I’m pretty picky about what I use and what I’m willing to pay for. I’ve tested a tried a lot of plugins and a few themes, page builders etc. Getting a theme you can use with a flexible page builder will make it ten times easier than adding a bunch of free plugins that sort of integrate and kind of do the job. Think about your goals; don’t go so cheap you’ll end up having to retro fit down the road or so expensive you can’t afford it if you don’t immediately start bringing in cash. If you’re serious about building an online business here’s what you need.
Big 3 Website Costs – Web Hosting, Themes & Email
1- Real-World Web Hosting Cost
Yes, the basic web hosting cost for service plans is $3-5/month. Can you afford to pay more? If so, I’d bump that up to a slightly better plan with whoever you end up hosting with. Why? Simply for performance.
Here’s a real-world story: My first website was on a well know hosting company at the cheapest plan I could find. I used a free theme and my home page loaded in about 45 seconds. That’s no lie. I’d go to get coffee and it would still be loading. I laugh about it looking back, but seriously you don’t want that.

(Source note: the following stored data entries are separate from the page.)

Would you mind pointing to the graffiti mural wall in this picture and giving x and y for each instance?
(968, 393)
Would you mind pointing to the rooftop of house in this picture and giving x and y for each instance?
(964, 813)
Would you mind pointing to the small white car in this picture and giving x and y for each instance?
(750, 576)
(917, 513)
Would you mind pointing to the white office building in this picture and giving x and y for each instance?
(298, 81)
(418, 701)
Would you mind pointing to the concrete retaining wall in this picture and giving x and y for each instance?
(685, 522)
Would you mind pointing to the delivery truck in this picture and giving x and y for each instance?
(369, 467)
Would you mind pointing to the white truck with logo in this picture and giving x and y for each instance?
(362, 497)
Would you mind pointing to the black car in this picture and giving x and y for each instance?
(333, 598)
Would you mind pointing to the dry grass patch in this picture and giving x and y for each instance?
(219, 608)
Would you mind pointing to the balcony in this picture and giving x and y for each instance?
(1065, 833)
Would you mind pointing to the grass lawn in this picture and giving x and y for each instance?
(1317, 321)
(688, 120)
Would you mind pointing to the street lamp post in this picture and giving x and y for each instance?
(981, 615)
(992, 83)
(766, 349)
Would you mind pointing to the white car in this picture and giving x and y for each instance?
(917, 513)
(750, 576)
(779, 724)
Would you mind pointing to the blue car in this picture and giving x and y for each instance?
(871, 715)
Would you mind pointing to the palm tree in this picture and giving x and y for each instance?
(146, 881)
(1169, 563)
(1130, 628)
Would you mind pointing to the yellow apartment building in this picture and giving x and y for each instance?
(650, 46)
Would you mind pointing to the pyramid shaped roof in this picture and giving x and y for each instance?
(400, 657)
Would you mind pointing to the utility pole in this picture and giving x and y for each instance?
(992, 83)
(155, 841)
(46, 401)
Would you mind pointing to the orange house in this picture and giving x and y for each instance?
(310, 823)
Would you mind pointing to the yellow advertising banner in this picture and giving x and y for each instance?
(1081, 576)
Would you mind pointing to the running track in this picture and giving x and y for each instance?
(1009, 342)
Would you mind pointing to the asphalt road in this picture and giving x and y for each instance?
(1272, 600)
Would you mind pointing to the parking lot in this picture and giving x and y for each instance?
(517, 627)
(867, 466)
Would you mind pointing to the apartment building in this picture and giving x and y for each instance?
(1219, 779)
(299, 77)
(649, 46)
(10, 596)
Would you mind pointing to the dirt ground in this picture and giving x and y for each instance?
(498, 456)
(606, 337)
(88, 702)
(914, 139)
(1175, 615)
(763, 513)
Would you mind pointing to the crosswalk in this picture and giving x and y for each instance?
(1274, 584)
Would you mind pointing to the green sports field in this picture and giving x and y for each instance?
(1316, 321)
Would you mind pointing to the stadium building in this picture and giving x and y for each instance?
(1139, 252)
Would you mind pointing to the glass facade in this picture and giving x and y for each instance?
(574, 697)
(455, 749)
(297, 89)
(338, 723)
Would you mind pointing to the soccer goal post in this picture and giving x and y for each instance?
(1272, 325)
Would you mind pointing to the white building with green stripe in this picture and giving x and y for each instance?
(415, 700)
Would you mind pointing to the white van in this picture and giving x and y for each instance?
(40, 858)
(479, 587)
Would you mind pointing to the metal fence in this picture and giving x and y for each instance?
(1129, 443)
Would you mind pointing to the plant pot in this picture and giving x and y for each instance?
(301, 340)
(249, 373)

2- WordPress Website Theme Costs: Buy it.
A great theme will run $39 to $59 or more. You shouldn’t have to go up to $100 or over; I’ve done than and don’t recommend it. No theme is worth that. A great theme is: flexible, easy to use and has responsive support.
Email: For me this is a love / hate thing. Email is essential if you have a blog; not so much if you’re just doing affiliate marketing. But email services should be in your budget because email is how you reach out to subscribers. Email costs go up when you subscriber list grows. There are a few well known email providers that are free but as you grow thats going to at least be $30 to $50/month.
3- Buy A Good Page Builder. Less Headaches More Time
I can’t stress this enough. You’d need this to create a nice home page, email form, sales landing page. What you buy here will replace that ridiculously priced landing page service and possibly the money you’d spend having a web developer code your site. A good page builder you’re comfortable makes building your WordPress site fun. It’s about a thousand times easier than if you don’t have one. Again, I know because I’ve done it both ways. If you’re looking for ideas, check out the resource page here.
4- Other WordPress Website Costs You Absolutely Need
A) Search Engine Optimization (SEO) and performance plugins are important for getting traffic.
B) In this day of Internet breaches, even little “guys” need security,
C) Backups will save you if you need them and hopefully, you’ll never need them.
When you get beyond these essentials and I do mean essentials, you’ll find other features you might want. Things like image compression, surveys, link cloaking, affiliate ad creation and more. I use all those features on my sites and every one of them is tremendously useful. Depending on what your blog or website is about, you’ll locate other plugins and services that add cool features. Many of those will be free; not everything you use will cost although you may find one or two you end up purchasing.
My point? Expect to spend a little more than that $3-4/month hosting fee.